As a $167 billion company, it's no surprise that there's plenty of retail and institutional interest in health-care conglomerate Johnson & Johnson
As it turns out, the view is bullish. Let's have a look at a few of the key sentiment drivers.
1. Analyst opinion
Analysts are lukewarm on Johnson & Johnson. Data from Yahoo! Finance captures their collective feeling:
Analysts are notoriously hesitant to give out sell or strong sell ratings, so it's no surprise that J&J has no detractors. But the sentiment overall is neutral-leaning-bullish: Most analysts (11) are a "hold," with a good mixture of bullishness in the form of 13 buys or strong buys.
2. Insider buying
The insider buy/sell picture is less bullish. Over the past year, J&J insiders have sold $33 million worth of their company stock. During the same time period, insiders bought a total of $248,070 worth of Johnson & Johnson stock, according to Form4Oracle. While these sums aren't large relative to the company's market cap, and while insiders sell stocks for a whole host of reasons, the trend isn't positive: Insider selling far outweighs insider buying.
3. Guru buying
Next, we'll look at "guru" ownership of the stock. According to GuruFocus, gurus lean positive toward Johnson & Johnson. Noted fund manager Don Yacktman owns a large stake, and even added to it in the most recent quarter. In the quarter ended Sept. 30, Yacktman, Warren Buffett, Whitney Tilson, and John Hussman all added to their J&J stake, while only George Soros, Arnold Van Den Berg and Ruane Cunniff decreased their stakes.
I'll classify the overall guru trend as bullish.
4. Retail investor community sentiment
For retail investor community sentiment, I turn to Motley Fool CAPS, our proprietary stock rating system. CAPS generates ratings on a one- to five-star scale, with five stars as the highest ranking, indicating that the Fool community believes in a stock's future. Johnson & Johnson has the second highest rating: four stars.
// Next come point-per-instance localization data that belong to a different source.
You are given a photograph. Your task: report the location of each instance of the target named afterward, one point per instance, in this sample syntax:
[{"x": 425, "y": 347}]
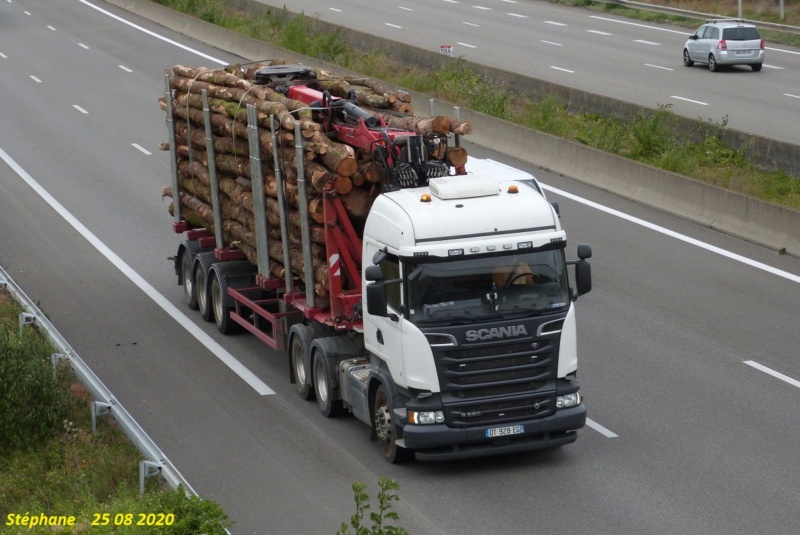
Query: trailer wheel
[
  {"x": 203, "y": 297},
  {"x": 222, "y": 314},
  {"x": 301, "y": 341},
  {"x": 187, "y": 281},
  {"x": 386, "y": 430},
  {"x": 330, "y": 407}
]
Next we'll look at whether short-sellers are circling the stock. There are 27.9 million J&J shares sold short, according to Capital IQ. As a percentage of shares outstanding, that's a short interest of 1%. That's not very high -- a struggling operator like Barnes & Noble has a short interest of 13.5% right now -- and so for determining sentiment, we'll take it as a good sign.
6. Does Buffett own it?
This is the "cherry on top" test, and in J&J's case, it's a yes: Berkshire Hathaway does own shares. In fact, Berkshire is the fourth-largest shareholder of J&J.
Adding it up
Johnson & Johnson is generally liked by gurus, Buffett, and the CAPS community, and short-sellers aren't betting against the stock in a significant way. Analysts are bullish-to-neutral on the stock, even though insiders are net sellers. Add it all up and J&J comes out with a "bullish" consensus sentiment.
Of course, you can't base an investment philosophy on who likes the stock you like, and a consensus opinion can sometimes be a scary thing. Quoting Buffett: "A simple rule dictates my buying: Be fearful when others are greedy, and be greedy when others are fearful." There's hardly a "greedy" sense surrounding J&J right now, though.
The purpose of this series of articles isn't to make a definitive buy-or-sell call on Johnson & Johnson. Rather, by looking at a stock's sentiment, the goal is to help you place your own opinion of it in a broader context.